在坐的組員們則紛紛失語『啊』了一聲,滿頭的霧水。
紀昊晟坐正了身子,輕了輕嗓子說:「一對情侶,雙方都深愛對方,為什麼女方會覺得沒有安全感?」
年輕的小夥子小江叫了起來,「所長,你女朋友覺得你沒有安全感啊?」
「別問這個,回答我的問題。」
會議是嚴肅的,而且在坐的都年輕人,這會兒,沒了約束,紛紛你一言我一語,說得歡快,當然答案也是五花八門的。
紀昊晟頭痛,「你們一個一個來。」
正在熱戀中的小宋搶先說:「把她時時放在心尖上,捧在手心中,含在嘴裡……」
「停停停,你這是寫抒情文藝作品呢。」
情感穩定的小江說:「她冷了,給她送去一份溫暖;她熱了,為她撐一把傘;她渴了,遞去一杯愛心水;她餓了,盛上一碗熱氣騰騰的飯菜……」
「stop,我說,你們這一個兩個的都是詩人吧,在這裡干倒是屈才了。」紀昊晟撫額呻|吟,牙齒都感覺被這些小子的話給酸得快掉了。
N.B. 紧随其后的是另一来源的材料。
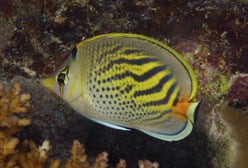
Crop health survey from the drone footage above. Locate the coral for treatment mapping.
[16,140,54,168]
[65,140,108,168]
[0,82,31,167]
[228,74,248,109]
[0,83,31,138]
[65,140,89,168]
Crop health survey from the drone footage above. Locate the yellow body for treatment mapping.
[42,33,198,141]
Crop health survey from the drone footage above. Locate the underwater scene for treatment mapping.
[0,0,248,168]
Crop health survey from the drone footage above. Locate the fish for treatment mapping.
[42,33,200,141]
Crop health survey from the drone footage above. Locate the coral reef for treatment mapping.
[0,0,248,168]
[0,82,31,167]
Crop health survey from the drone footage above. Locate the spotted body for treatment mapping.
[43,33,198,141]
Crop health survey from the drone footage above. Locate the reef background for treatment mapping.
[0,0,248,168]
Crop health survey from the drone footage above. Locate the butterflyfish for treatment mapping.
[42,33,199,141]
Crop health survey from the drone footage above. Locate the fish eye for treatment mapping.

項凌勻也是一副哭笑不得的模樣,連連失笑搖頭。他乾脆問唯一一個步入婚姻殿堂半年的陳南,「你有什麼高見?」
陳南摸了摸鼻子,吱唔了半天,才說:「給她的無名指上套上戒指,給她一個家,有家就有安全感了。」
紀昊晟苦笑,人家壓根就不想結婚。
項凌勻撫額,人家根本不稀罕戒指,還千方百計要把戒指送回來。
沒有諸葛亮,也就沒有用的計謀。
兩位所長大人自然也沒能在這裡得到什麼有用的建議,該煩惱的還繼續煩惱著。